What competes in the market place is the network of cooperating companies
The first of these concerns the selection of symbiotic partners with which to build the holobiont. While it is tempting to pick superficially attractive, successful partners, the overriding criteria should be that their capabilities both complement, not mimic, those of your own firm and meet the needs of the market you are addressing. Whether these are technological, marketing or geographical capabilities, in selecting symbiotic partners it is definitely a case that opposites do, or at least should, attract.
The second matchmaking factor is shared interests. Firms, especially those at different stages in their life cycles, may have very different goals and strategies. Some may be bent on growth, others on consolidation. Some may be seeking to diversify their market risk, others to maintain it by retaining their focus. There are no rights and wrongs in this, but a holobiont crafted from several firms with competing interests is difficult to make work as, sooner rather than later, the stresses will begin to show.

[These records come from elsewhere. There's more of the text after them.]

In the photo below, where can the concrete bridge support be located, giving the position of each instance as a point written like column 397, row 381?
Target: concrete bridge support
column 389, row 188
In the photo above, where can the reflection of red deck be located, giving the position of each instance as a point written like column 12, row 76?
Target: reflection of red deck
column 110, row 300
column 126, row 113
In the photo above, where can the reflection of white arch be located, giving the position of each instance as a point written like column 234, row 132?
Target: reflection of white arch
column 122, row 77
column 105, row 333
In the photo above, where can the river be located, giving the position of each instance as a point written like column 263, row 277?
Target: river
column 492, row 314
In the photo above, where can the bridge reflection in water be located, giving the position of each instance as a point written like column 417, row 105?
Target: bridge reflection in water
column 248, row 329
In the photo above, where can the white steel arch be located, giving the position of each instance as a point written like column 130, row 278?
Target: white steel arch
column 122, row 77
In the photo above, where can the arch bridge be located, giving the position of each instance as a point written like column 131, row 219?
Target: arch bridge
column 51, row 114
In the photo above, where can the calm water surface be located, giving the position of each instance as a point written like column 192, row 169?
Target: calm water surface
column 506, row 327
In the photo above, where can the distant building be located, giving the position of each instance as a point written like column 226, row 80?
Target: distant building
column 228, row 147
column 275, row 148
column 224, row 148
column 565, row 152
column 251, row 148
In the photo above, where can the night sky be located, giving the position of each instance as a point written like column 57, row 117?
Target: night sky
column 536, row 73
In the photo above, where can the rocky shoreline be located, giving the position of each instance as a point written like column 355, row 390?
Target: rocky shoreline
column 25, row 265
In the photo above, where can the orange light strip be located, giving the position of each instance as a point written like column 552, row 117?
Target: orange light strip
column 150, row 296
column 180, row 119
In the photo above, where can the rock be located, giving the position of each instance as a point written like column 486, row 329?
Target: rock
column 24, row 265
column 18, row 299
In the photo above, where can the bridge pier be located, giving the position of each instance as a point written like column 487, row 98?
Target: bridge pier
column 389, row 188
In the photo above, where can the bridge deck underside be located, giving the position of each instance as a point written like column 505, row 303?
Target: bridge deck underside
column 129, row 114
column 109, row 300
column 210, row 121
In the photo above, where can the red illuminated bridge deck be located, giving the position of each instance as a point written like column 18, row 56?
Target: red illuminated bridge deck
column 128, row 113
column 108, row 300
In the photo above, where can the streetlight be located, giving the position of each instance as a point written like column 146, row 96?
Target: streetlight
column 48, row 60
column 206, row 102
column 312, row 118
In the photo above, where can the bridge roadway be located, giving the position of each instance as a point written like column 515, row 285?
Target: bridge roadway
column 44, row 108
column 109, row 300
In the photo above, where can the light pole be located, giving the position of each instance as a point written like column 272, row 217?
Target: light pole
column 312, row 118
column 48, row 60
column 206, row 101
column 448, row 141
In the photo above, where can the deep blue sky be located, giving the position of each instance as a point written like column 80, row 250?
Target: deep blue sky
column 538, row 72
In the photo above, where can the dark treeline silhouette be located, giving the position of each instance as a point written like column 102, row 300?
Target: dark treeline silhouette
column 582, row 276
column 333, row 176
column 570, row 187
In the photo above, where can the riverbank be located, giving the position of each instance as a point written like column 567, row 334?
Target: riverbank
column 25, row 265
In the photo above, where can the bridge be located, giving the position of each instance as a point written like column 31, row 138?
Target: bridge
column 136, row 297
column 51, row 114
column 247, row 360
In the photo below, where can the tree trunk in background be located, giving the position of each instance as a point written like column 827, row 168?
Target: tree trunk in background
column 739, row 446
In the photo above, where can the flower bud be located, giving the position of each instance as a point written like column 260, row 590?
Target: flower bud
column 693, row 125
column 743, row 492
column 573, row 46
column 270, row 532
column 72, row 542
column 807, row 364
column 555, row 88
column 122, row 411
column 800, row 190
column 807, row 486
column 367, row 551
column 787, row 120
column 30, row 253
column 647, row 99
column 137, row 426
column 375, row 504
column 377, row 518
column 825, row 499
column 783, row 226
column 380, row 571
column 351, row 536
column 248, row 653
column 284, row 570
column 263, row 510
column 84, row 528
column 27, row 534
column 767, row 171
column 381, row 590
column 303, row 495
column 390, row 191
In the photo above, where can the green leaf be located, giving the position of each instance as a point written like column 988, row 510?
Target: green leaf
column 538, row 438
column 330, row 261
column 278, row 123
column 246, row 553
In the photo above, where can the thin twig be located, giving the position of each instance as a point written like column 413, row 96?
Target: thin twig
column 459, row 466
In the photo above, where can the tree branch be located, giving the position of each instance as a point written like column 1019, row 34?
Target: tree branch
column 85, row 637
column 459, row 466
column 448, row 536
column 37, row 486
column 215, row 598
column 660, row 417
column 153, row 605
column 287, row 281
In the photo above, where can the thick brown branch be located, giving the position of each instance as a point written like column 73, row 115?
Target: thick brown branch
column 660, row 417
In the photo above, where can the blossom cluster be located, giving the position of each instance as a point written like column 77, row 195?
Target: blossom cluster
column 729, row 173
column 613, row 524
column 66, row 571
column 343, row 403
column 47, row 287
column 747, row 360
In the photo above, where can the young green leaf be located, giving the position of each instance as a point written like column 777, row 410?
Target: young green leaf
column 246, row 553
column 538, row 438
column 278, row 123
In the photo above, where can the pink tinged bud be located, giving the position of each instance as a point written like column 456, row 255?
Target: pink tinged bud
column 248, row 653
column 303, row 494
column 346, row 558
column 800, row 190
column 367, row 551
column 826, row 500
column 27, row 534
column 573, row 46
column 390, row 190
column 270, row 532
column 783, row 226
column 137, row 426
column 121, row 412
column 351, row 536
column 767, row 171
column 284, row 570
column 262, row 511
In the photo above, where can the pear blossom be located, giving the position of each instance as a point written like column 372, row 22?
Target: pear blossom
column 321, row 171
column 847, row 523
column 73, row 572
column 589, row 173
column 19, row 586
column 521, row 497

As technology makes it easier to connect companies, networks gain the upper hand
In addition to these two tangible compatibility factors, organisational culture seems to be subtly yet strongly influential. Cultures vary between companies, especially attitudes to things like long and short termism, risk and sharing of intellectual property. However, it is not differences between cultures that hinder the workings of a pharma holobiont. In fact, the research seems to suggest that cultural diversity helps to some degree by stimulating creativity. Instead, the stumbling block is cultural tolerance.
he ability to recognise but accept the cultural habits of one's holobiont partners seems to be the glue that holds it together. Conversely, the dominant negative influence on the working of the holobiont that emerges from our research is what might be called 'transaction thinking'. This is when partners within a relation see each others as suppliers and customers, rather than partners, and manage it in strictly quantitative, financial and excessively legal terms. This habit, clearly a hangover from earlier business models, sooner or later poisons the holobiont.
There are, as yet, no definitive examples of pharma holobionts. However, the model is emerging gradually, which is how new species always appear. As each day's industry news announces alliances, cross-shareholdings and joint operations, many are traditional transactional arrangements, based on expediency and on short-term goals. But some of them are different in their drivers, goals and the spirit of the relationship. These are the emerging holobionts that will, we believe, dominate the pharmaceutical industry.